Investigators also have turned to an unusual test in an attempt to solve the killings -- dog DNA.

Kaye would not say why the investigation hinged in part on the results of dog DNA testing, but Chalem owned two English bulldogs, Sophia and Spikey. According to people who knew him, Chalem was devoted to the dogs and was rarely separated from them.

Spikey, at 55 to 60 pounds, might have knocked someone down or bitten to protect her owner, said Margie Weaver, the North Carolina English bulldog breeder who sold Chalem both his dogs.

The dogs were not hurt in the shootings.

"She (Spikey) was very athletic and she would, probably try to grab (an attacker's) arm or their leg," Weaver said.

If Chalem's dogs or another dog had left DNA evidence such as hair, saliva or blood, a DNA test could be as accurate as a human DNA test, according to an animal genetic testing expert.

"If the dog bit somebody, most likely, the dog would leave its DNA in the clothing he bit through, or in the wound himself," said John Duffendack, president of VetGen, Ann Arbor, Mich., an animal genetics research lab. "In the clothing, it would last forever, in the wound, not as long. You'd run a profile test on the clothing, and then on the dog itself, and then you'd show that dog bit that person."

In what Duffendack believed was the first criminal case to use dog DNA, two men were convicted in 1998 of killing a Washington State couple and their pit bull.

Blood from the dog was later linked to the jackets of the killers, a jury found.

Kaye said Chalem and Lehmann appeared to have committed a "lot of crimes -- financial crimes."

Chalem and Lehman hyped cheap stocks, also known as microcaps, on at least one Internet Web site that they ran at the time of their deaths. Chalem had also worked in the now-defunct brokerage house A.S. Goldmen, a brokerage with an office in Woodbridge.

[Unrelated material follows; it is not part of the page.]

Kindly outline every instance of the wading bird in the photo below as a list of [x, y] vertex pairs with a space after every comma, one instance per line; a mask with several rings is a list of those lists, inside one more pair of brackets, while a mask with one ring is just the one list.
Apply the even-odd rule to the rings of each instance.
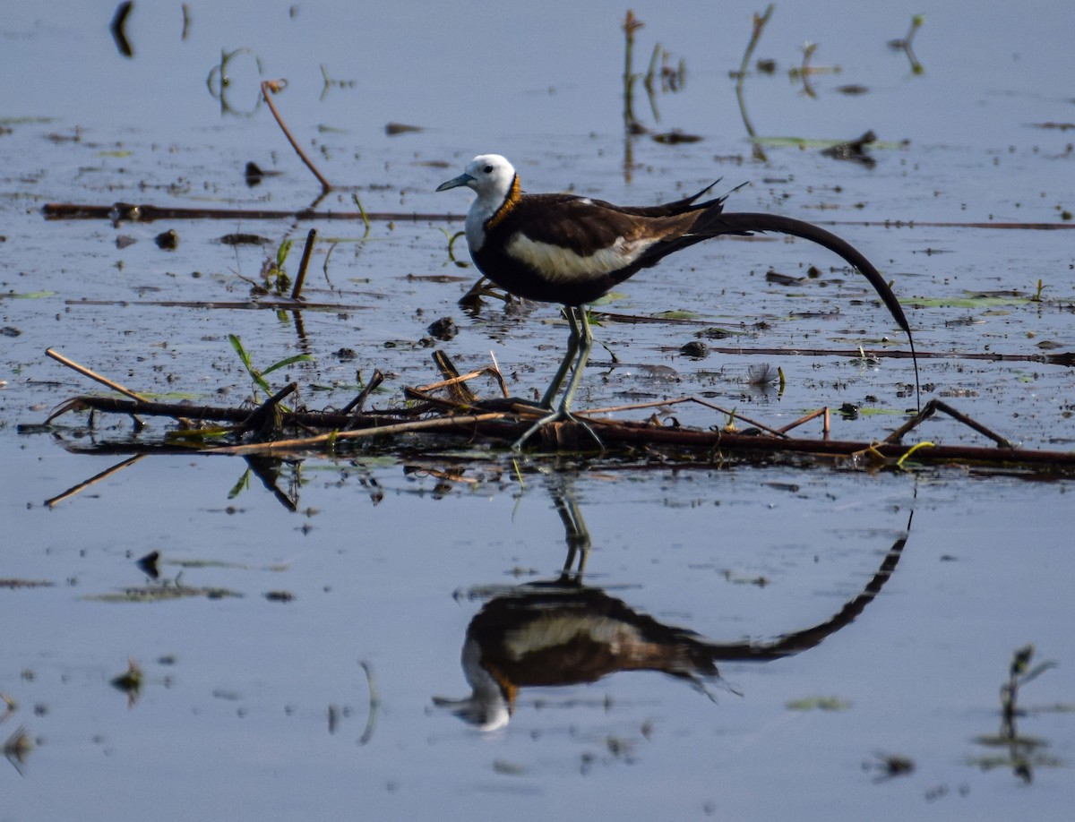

A Manhattan grand jury indicted the brokerage last summer on charges of running a criminal enterprise that bilked investors out of nearly $100 million. Chalem was not among the 33 indicted, however.

In 1998, Lehmann paid $630,000 to the federal Securities and Exchange Commission to settle charges that he helped illegally manipulate the stock of a small company that cheated unsuspecting investors of $12 million.

Following the murders, the Wall Street Journal and Barron's reported that Lehmann began a crusade several years ago to become an informant to securities regulators in the world of penny stocks.

The Monmouth prosecutor said the case put members of Kaye's investigation team and Kaye himself at risk.

"I definitely feel that the lives of the people involved in the investigation are threatened," Kaye said. Until recently, Kaye said, he took measures to protect himself. He declined to elaborate.

Shortly after the murders, the investigation was bogged down because of the huge number of potential suspects who lost money because of Chalem's and Lehmann's businesses, Kaye said.

"We had a lot of disinformation in the beginning," Kaye said.

"There were so many suspects we would have had to have had a lineup at the Meadowlands, and these two victims here were involved with so many transactions where people lost money, and they had enemies," he said.